Nesse instante, a porta do escritório se abriu. Ana, com seus cabelos presos em um coque bagunçado e a energia vibrante de sempre, entrou com duas xícaras de café.

— Alguém aqui precisa de uma pausa e de cafeína. — brincou, entregando uma das xícaras à amiga.

Laura sorriu com gratidão, e Ana logo puxou a cadeira ao lado.

— Como vai o texto da arte urbana? — perguntou, cruzando as pernas e soprando a borda da xícara.

— Quase pronto.
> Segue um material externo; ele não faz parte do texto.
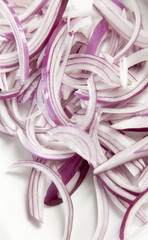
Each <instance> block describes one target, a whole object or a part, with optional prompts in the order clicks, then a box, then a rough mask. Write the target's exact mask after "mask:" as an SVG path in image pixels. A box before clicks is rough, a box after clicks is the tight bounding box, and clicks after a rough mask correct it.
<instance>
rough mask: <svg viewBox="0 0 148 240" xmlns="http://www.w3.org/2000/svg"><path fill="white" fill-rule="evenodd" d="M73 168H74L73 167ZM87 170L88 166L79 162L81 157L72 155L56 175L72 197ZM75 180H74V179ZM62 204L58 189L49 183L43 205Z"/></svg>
mask: <svg viewBox="0 0 148 240" xmlns="http://www.w3.org/2000/svg"><path fill="white" fill-rule="evenodd" d="M73 166H74V167H73ZM88 169H89V165H88V164H87V162H86V161H84V160H81V157H79V156H76V155H74V156H73V157H72V158H71V159H69V160H66V162H65V163H64V164H63V165H62V166H61V167H60V168H59V169H58V171H57V174H59V175H60V176H61V178H62V181H63V183H64V184H65V185H66V186H67V189H68V191H69V194H70V195H72V194H73V193H74V192H75V190H76V189H77V188H78V187H79V185H80V184H81V182H82V181H83V180H84V178H85V176H86V174H87V172H88ZM75 178H76V179H75ZM61 202H62V199H61V196H59V193H58V189H57V188H56V186H55V184H54V183H51V184H50V186H49V188H48V190H47V193H46V196H45V199H44V203H45V204H46V205H48V206H54V205H57V204H60V203H61Z"/></svg>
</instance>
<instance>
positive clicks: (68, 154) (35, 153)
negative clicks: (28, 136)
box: [17, 129, 73, 161]
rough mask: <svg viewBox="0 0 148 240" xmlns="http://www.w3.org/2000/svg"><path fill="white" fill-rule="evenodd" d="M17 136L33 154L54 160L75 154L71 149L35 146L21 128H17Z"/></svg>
mask: <svg viewBox="0 0 148 240" xmlns="http://www.w3.org/2000/svg"><path fill="white" fill-rule="evenodd" d="M17 136H18V138H19V139H20V141H21V143H22V145H23V146H24V147H25V148H26V149H27V150H28V151H29V152H30V153H32V154H33V155H35V156H37V157H41V158H45V159H50V160H53V161H59V160H62V159H63V160H65V159H66V158H69V157H70V156H72V155H73V151H71V150H68V149H66V150H63V151H62V150H60V151H58V150H53V149H49V148H46V147H43V146H40V145H39V146H38V147H37V146H34V145H32V144H30V142H29V140H28V138H27V137H26V136H25V134H24V132H23V131H22V130H21V129H18V130H17Z"/></svg>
Mas acho que ando mais introspectiva do que inspirada. — respondeu Laura, passando a mão pelos cabelos, já um pouco desfeitos pelo vento da manhã.

Ana a observou por alguns segundos, antes de falar:

— Você anda pensativa demais, Laura. Ainda tá presa naquilo que passou, né?

Laura abaixou os olhos.

— Às vezes, sim. É como se... mesmo livre, ainda tivesse correntes invisíveis.
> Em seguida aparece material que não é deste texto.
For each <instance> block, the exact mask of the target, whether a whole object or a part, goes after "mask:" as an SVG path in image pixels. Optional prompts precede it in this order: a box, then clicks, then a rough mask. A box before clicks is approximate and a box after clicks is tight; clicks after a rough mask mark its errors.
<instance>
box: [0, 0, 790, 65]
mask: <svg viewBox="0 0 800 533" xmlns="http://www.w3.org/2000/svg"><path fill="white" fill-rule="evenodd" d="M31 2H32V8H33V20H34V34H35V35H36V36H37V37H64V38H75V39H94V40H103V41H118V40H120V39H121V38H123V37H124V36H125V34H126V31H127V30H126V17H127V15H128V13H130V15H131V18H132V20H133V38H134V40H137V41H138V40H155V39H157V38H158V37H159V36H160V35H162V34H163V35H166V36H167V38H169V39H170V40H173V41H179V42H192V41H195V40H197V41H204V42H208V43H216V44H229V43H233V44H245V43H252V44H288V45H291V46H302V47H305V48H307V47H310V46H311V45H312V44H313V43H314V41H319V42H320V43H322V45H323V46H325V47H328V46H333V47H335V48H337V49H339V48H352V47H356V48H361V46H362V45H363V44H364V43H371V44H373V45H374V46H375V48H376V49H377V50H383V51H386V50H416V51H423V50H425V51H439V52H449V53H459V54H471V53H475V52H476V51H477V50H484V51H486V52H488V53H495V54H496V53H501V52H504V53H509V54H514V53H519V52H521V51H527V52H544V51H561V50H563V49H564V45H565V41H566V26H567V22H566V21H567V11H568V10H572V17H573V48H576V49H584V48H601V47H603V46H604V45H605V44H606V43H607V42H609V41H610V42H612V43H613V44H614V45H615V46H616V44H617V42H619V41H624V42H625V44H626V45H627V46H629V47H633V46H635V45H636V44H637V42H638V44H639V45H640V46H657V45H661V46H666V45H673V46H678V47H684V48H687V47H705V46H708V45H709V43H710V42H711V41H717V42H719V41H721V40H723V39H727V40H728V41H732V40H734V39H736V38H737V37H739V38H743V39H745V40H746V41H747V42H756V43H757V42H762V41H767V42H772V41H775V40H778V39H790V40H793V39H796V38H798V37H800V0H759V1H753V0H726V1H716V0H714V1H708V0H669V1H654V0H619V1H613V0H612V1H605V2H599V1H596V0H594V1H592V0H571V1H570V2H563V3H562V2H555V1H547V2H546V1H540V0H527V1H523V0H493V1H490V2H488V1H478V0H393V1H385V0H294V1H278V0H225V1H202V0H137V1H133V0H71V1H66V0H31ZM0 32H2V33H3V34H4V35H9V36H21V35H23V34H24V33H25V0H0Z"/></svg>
— Eu entendo. Mas sabe, a gente só começa a viver de novo quando para de sobreviver. E hoje, à noite, você vai viver um pouco, nem que eu tenha que te arrastar pra isso. — disse Ana, sorrindo com os olhos.

Laura soltou uma risada fraca.

— Você já sabe como me convencer.

— Jantar marcado às 20h. Restaurante novo. Mesa reservada perto da janela. Nada de trabalho, nada de passado. Só boa comida, risadas e, talvez, vinho.

— Promete não me deixar sozinha nem por um minuto? — perguntou Laura, meio brincando, meio pedindo socorro.

— Prometo. Mas, ó... se surgir alguém interessante por lá, também prometo sair discretamente, tá? — piscou, fazendo Laura rir de verdade.

Durante a tarde, Laura decidiu sair um pouco. Foi caminhar pela praça da cidade. Precisava de ar — e de si mesma.

O céu estava límpido, o ar leve. Crianças corriam atrás de pombos, uma senhora vendia milho cozido sob um guarda-sol florido, e um homem tocava violão debaixo de uma árvore. A melodia era suave, quase triste. Mas bonita.

Laura sentou-se em um banco e fechou os olhos por alguns minutos. Deixou a música entrar, os sons da cidade se misturarem com o cheiro doce dos churros, e sentiu, pela primeira vez em semanas, uma pontinha de esperança.

— A vida continua. E talvez... possa ser boa de novo. — sussurrou para si mesma.

Ao voltar para a redação, estava diferente. Mais leve. As palavras fluíam com mais naturalidade. Começou a rascunhar uma matéria sobre recomeços — não apenas os urbanos, mas os pessoais. Escrevia como quem costura a própria alma com letras.

"Recomeçar não é apagar o passado. É decidir que ele não vai escrever o final."

Estava tão imersa que não ouviu o celular vibrar de imediato. Quando pegou o aparelho, sentiu um calafrio.

“Laura, podemos conversar? Sei que errei.” — Pedro

O mundo pareceu congelar por um segundo. Ela segurou o celular com mais força do que o necessário. Leu e releu a mensagem, como se tentasse decifrar o tom. Arrependimento? Manipulação? Desespero?

Fechou os olhos. Lembrou-se das lágrimas que derramou sozinha, das vezes em que precisou explicar o inexplicável para si mesma, das madrugadas em silêncio absoluto, tentando entender como se perdeu.

E então, digitou:

“Não é hora. Preciso cuidar de mim agora.”

Respirou fundo. E apagou o número da agenda.

Ao olhar para fora, o sol começava a se pôr. A luz laranja invadia o escritório, refletindo nas janelas dos prédios vizinhos. Era um espetáculo silencioso, mas poderoso. Como ela. Como o que estava sentindo.

“O passado não vai me vencer. Não vai me parar. Eu mereço uma nova história — e dessa vez, escrita por mim, com calma, com verdade, com amor. Com alguém que me veja inteira, e não apenas como sombra de algo que já fui.”

Naquela noite, Laura se arrumaria com cuidado. Não para impressionar ninguém, mas para celebrar a si mesma.

O jantar não era apenas um encontro com uma amiga.

Era um encontro com a mulher que ela estava se tornando.